GABORONE, 16 nov. (IPS) – Les prisons botswanaises sont bondées de
Namibiens
fuyant leurs pays, après avoir exigé l'indépendance de la bande de
Caprivi
qui est située dans l'extrême Nord-est de ce vaste pays de
l'Afrique australe.
Les dissidents accompagnés de leurs femmes et de leurs enfants,
entrent
illégalement au Botswana par douzaines, depuis que la première
vague est
arrivée le 28 octobre.
Vendredi dernier, plus de 400 Namibiens sont entrés au Botswana,
en quête
d'asile.
"La situation évolue tous les jours et c'est un problème que nous
ne
souhaitons pas. Nous ne nous attendions pas à ce genre de chose.
Où
allons-nous les garder ?", s'est demandé cette semaine Andrew
Sesinyi,
secrétaire adjoint permanent des Affaires politiques à la
présidence.
Il a expliqué que les prisons étaient déjà surchargées et que le
gouvernement ferait appel à l'aide internationale dès que
possible. Il n'a
pas donné de détails.
Le groupe qui s'appelle l'Armée de libération de Caprivi, exige
que la
région de Caprivi devienne un Etat séparé. Le gouvernement
namibien a arrêté
"un certain nombre d'entre eux" et sévit contre toute personne
soupçonnée
d'être impliquée.
Parmi les personnes réfugiées au Botswana, il y a l'ancien leader
franc de
l'opposition et l'actuel chef de la guérilla, Misheck Muyongo, qui
a été
qualifié de 'terroriste' par l'administration de Windhoek.
Incapable de supporter l'afflux des demandeurs d'asile, le
Botswana, avec
une population de 1,6 millions d'habitants, a demandé l'aide
internationale
pour faire face à la congestion des prisons.
Le premier groupe de 92 dissidents est arrivé dans ce pays de
l'Afrique
australe le 28 octobre. Jusque là, 104 personnes ont comparu
devant le
tribunal de Mahalapye qui est situé à 200 km au Nord de la
capitale,
Gaborone. Elles sont accusées d'être entrées dans le pays par des
points
illégaux, et d'être en possession d'armes de guerre.
"Les prisons botwanaises étaient déjà surchargées, et le
gouvernement
botswanais lancera un appel à la communauté internationale afin
qu'elle
l'aide. Nous allons nous rapprocher du HCR et de la Croix rouge
botswanaise
afin qu'ils nous aident", a annoncé Sesinyi.

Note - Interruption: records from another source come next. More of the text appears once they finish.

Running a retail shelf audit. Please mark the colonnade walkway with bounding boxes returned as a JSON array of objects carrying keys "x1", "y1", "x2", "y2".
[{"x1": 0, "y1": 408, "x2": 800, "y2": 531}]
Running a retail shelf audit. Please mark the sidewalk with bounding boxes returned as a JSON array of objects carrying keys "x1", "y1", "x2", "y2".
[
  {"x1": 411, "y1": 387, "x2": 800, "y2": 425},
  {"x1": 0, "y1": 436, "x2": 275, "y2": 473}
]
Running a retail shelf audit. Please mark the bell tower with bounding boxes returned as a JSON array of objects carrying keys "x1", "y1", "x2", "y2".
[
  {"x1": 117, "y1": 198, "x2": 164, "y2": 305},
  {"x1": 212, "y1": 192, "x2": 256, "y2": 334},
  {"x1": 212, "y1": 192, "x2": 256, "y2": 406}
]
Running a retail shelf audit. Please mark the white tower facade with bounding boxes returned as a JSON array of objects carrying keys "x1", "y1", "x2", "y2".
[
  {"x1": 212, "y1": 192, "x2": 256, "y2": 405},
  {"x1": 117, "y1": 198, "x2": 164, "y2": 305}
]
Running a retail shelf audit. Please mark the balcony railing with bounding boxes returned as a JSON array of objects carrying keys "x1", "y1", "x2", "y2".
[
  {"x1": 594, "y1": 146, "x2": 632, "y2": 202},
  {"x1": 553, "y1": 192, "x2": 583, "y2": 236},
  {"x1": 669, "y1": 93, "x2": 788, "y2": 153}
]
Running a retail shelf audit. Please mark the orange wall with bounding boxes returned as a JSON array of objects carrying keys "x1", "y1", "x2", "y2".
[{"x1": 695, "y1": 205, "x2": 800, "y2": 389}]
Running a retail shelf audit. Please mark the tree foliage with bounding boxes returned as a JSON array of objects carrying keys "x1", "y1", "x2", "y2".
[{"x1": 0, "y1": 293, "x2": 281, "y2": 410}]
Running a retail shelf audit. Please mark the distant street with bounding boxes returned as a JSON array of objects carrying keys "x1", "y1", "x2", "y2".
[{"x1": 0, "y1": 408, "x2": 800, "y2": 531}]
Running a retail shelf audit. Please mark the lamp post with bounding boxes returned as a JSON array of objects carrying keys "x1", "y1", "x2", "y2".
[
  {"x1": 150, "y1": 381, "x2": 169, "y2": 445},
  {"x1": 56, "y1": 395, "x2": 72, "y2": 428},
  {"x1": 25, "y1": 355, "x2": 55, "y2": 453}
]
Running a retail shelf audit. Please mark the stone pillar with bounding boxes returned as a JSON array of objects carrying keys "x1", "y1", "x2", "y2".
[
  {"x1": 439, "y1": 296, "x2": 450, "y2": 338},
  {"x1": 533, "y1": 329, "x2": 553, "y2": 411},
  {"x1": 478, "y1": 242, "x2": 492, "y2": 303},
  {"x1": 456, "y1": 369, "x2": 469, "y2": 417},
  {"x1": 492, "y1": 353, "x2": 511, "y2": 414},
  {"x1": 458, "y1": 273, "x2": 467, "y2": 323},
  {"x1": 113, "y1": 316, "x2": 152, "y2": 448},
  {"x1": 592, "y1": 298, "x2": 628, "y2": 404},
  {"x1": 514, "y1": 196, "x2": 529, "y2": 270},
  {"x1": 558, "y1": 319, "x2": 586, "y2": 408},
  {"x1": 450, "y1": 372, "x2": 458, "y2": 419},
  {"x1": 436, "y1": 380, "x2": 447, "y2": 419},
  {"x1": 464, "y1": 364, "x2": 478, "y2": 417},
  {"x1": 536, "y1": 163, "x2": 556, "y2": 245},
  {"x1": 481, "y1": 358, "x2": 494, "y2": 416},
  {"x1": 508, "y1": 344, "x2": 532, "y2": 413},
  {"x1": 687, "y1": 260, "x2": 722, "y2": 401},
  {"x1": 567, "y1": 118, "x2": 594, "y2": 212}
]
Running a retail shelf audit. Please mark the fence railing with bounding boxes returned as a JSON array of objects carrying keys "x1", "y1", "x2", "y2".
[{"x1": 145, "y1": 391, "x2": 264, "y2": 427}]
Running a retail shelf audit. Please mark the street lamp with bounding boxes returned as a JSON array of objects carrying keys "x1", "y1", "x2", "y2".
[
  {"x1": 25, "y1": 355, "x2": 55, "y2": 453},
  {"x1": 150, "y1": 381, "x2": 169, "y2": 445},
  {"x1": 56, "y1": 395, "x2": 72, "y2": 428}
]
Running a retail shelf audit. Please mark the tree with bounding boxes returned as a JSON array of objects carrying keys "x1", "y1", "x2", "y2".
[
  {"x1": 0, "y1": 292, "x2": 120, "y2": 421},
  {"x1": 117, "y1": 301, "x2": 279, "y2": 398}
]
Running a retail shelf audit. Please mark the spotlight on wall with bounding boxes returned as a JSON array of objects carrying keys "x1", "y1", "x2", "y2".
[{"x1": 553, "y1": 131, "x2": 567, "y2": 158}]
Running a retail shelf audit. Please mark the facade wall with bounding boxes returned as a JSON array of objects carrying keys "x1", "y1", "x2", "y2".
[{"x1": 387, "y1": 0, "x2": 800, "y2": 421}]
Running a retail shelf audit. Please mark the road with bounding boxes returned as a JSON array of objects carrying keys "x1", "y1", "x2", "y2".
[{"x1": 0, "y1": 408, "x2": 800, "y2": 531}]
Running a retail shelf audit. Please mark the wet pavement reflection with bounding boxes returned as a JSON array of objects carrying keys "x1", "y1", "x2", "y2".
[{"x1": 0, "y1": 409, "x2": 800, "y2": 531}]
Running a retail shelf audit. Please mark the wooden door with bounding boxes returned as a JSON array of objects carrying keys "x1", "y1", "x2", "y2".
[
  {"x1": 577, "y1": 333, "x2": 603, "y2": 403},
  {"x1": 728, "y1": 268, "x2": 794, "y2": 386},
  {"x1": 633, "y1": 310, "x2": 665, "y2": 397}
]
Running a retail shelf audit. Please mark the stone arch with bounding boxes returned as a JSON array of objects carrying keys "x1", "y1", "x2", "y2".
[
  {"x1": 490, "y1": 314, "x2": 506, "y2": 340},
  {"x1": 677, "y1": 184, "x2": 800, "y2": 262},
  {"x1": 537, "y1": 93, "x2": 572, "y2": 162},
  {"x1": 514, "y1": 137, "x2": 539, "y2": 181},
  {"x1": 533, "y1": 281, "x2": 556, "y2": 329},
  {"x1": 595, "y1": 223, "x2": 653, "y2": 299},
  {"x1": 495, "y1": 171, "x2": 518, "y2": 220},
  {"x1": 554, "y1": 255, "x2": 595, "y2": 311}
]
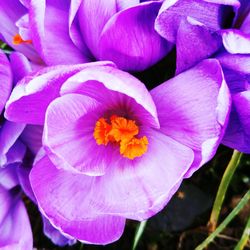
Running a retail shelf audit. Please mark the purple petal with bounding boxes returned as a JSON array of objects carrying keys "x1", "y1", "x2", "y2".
[
  {"x1": 5, "y1": 62, "x2": 110, "y2": 125},
  {"x1": 176, "y1": 19, "x2": 222, "y2": 74},
  {"x1": 99, "y1": 1, "x2": 172, "y2": 71},
  {"x1": 222, "y1": 91, "x2": 250, "y2": 151},
  {"x1": 61, "y1": 66, "x2": 159, "y2": 128},
  {"x1": 42, "y1": 216, "x2": 76, "y2": 246},
  {"x1": 10, "y1": 52, "x2": 32, "y2": 83},
  {"x1": 29, "y1": 0, "x2": 89, "y2": 65},
  {"x1": 155, "y1": 0, "x2": 225, "y2": 43},
  {"x1": 30, "y1": 154, "x2": 125, "y2": 244},
  {"x1": 0, "y1": 187, "x2": 33, "y2": 250},
  {"x1": 0, "y1": 50, "x2": 12, "y2": 115},
  {"x1": 0, "y1": 164, "x2": 19, "y2": 189},
  {"x1": 0, "y1": 0, "x2": 41, "y2": 62},
  {"x1": 21, "y1": 125, "x2": 43, "y2": 154},
  {"x1": 78, "y1": 0, "x2": 116, "y2": 58},
  {"x1": 222, "y1": 29, "x2": 250, "y2": 54},
  {"x1": 0, "y1": 121, "x2": 25, "y2": 160},
  {"x1": 43, "y1": 94, "x2": 110, "y2": 175},
  {"x1": 31, "y1": 130, "x2": 193, "y2": 223},
  {"x1": 151, "y1": 59, "x2": 230, "y2": 176}
]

Sesinyi a aussi demandé au HCR de hâter ses investigations
destinées à
déterminer le statut des groupes.
Les représentants du HCR sont déjà au Botswana pour effectuer des
investigations et se concentrer sur l'examen des rapports
préliminaires et
des interviews individuelles des sécessionnistes.
Cependant, Mengesha Kebede, le représentant du HCR à Pretoria, la
capitale
sud-africaine, a rendu visite mercredi aux sécessionnistes détenus
à la
prison de Mahalapye, et a dit que les investigations sont très
susceptibles
de prendre du temps.
"Ce qui va certainement les rendre difficiles, c'est que tous ces
gens
arrivent quotidiennement. Et selon la démographie ainsi que ce les
témoignages de cers personnes, de plus en plus de gens
continueraient
d'arriver", a-t-il dit.
Kebede a indiqué que le HCR demandera au gouvernement d'envoyer
les femmes
et les enfants au camp de Dukwi, au Nord du pays.
"Nous apprécions l'aide du gouvernement botswanais. Il a déplacé
certaines
personnes de la prison de Mahalapye vers celle de Maun. Nous
comprenons les
problèmes de congestion de prisons", a-t-il souligné.
Kebede a estimé qu'il se peut que les demandes d'asile soient
accordées car
il est plausible que les peurs des sécessionnistes de retourner en
Namibie,
soient approuvées, comme le témoignent plusieurs déclarations
faites par des
officiels de Windhoek qui les appellent des terroristes.
Jusqu'à vendredi, le gouvernement namibien n'avait fait aucune
requête
formelle concernant le retour de ses citoyens en Namibie.